Dossiês

Como travar o sobre-endividamento com a DECO

29 janeiro 2020
Dados sobre o sobre-endividamento em Portugal

Aos primeiros sinais de dificuldade, reaja, para não entrar em incumprimento. Em 2019, mais de 29 mil famílias pediram ajuda. 

Insolvência

Quando as dívidas são muitas, a entrega da casa ao banco não resolve o problema, não há perspectivas de a situação financeira se alterar a curto prazo nem existem mais bens para penhorar, só resta ao devedor pedir a declaração de insolvência.

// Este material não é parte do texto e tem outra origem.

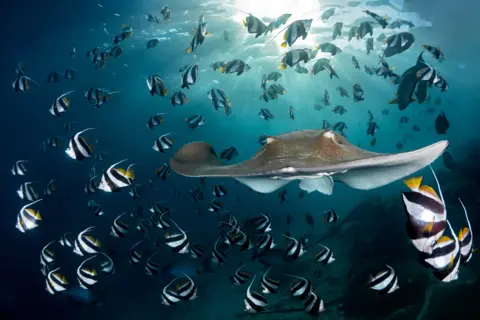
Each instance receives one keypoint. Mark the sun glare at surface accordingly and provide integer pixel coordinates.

Este processo só pode ser requerido junto do tribunal requisitando os serviços de um advogado. Caso não tenha meios económicos para contratar um advogado, poderá recorrer a apoio judiciário junto dos serviços de atendimento da Segurança Social.

Um processo de insolvência pode evitar que uma pessoa sobre-endividada fique para sempre com dívidas que não consegue pagar e recuperar financeiramente. Mas tenha em atenção que esta solução não é fácil! É um processo muito complexo, onde todos os seus bens serão apreendidos, será privado da administração dos mesmos e a sua independência financeira ficará fortemente condicionada.

O tribunal decreta a venda dos bens do devedor com o objetivo de saldar as dívidas. Se o dinheiro obtido com esta venda for insuficiente para pagar todas as dívidas, o devedor continuará a ser responsável pelas dívidas remanescentes após o encerramento do processo de insolvência.

Para não ficarem responsáveis por estas dívidas remanescentes, as pessoas singulares, podem fazer um pedido de exoneração do passivo. A exoneração traduz-se no perdão da dívida remanescente e o pedido tem que ser feito pelo devedor no requerimento de apresentação à insolvência no tribunal.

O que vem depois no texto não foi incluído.